In Morse Code on Drums

Not showing the text for this one. It's an exercise for any who might like to attempt reading by ear or copying by hand. Three operators are simulated by callsign, drum tone, and slight variances in speed. There is normal call and response. The banter is deliberately humorous, paralleling normal ham dialogs. The average speed overall for this file is 16.6 wpm. Have fun.

About the volume ... it's actually on full. But the tones are quite low, and laptop speakers don't handle the drums so very well. I recommend headphones.

My next go at this (if there is one) will be including simulated QRN by way of nature sounds: birds, bees, wind ... and if I want to be mean, distant thunder. This first one is pure, though.

The above MP3 was generated via Perl using free *.wav samples found on-line. This file is the 3rd in sequence by time generated. It took me a lot more effort than the prior two (poems on bongos and bells), owing to the differences in speed of each simulated operator. That required me embedding flags into the text, and teaching Perl to interpret them, thus to switch tone sets, plus adjust timing alignments. To allow for sustain (tone overlap) Perl generates for mono channels, which I then mix into one using Audacity. In other words, a bit of bother, done mostly during my free time on the 2018 Thanksgiving holiday. Similarly, I have two other such MP3s, both much longer, each presenting a famous poem:  bongos  &  bells 

Blatantly plagiarizing from a post on QRZ.net, I here quote ham operator KL7AJ, who commented:

Some missionary friends came back from the former Belgian Congo with a "7-tone drum", commonly used for communication across vast swaths of African wilderness. The drum was a perfect exponential horn....sort of like what you'd find in an Altec-Lansing speaker cabinet.
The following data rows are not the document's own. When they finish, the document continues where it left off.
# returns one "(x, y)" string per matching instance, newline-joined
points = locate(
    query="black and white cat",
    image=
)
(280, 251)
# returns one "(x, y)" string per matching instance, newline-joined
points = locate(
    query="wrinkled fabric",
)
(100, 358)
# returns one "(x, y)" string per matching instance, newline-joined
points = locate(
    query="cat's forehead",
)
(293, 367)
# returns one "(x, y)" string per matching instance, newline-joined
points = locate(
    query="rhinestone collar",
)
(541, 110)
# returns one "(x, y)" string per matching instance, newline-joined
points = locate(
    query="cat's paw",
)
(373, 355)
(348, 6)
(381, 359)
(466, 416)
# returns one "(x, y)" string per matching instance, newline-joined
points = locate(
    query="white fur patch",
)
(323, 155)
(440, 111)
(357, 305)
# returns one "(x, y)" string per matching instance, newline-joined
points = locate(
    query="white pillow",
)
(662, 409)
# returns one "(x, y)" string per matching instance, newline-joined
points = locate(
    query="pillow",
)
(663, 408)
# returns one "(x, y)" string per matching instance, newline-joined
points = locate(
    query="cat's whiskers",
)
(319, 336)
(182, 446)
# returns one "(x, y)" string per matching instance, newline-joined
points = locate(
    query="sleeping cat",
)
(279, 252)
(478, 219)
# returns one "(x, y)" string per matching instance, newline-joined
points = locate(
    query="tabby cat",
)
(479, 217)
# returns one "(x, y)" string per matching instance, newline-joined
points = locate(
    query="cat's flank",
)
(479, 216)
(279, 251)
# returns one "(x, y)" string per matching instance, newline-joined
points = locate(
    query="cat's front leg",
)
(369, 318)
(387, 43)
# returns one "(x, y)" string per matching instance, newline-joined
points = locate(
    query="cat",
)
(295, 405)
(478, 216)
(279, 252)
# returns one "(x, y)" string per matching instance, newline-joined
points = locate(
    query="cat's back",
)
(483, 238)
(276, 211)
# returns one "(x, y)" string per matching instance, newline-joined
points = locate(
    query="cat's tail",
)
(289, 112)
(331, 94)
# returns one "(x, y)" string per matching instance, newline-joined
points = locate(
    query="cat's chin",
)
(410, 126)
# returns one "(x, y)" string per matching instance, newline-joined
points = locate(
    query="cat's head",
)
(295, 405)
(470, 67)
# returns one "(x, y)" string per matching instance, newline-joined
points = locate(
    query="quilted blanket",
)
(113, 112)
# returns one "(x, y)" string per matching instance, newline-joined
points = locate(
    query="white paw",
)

How in tarnation some tribal dude in Belgian Congo figured out the exponential horn is beyond me.....had to have been alien technology...."The God's Must have been Crazy" sort of thing.

Anyway, my friend was describing how EFFICIENT and compressed "drum language" is.....they can communicate VERY complex message traffic with surprisingly few beats. I wonder if the "seven tones" are ASCII bits.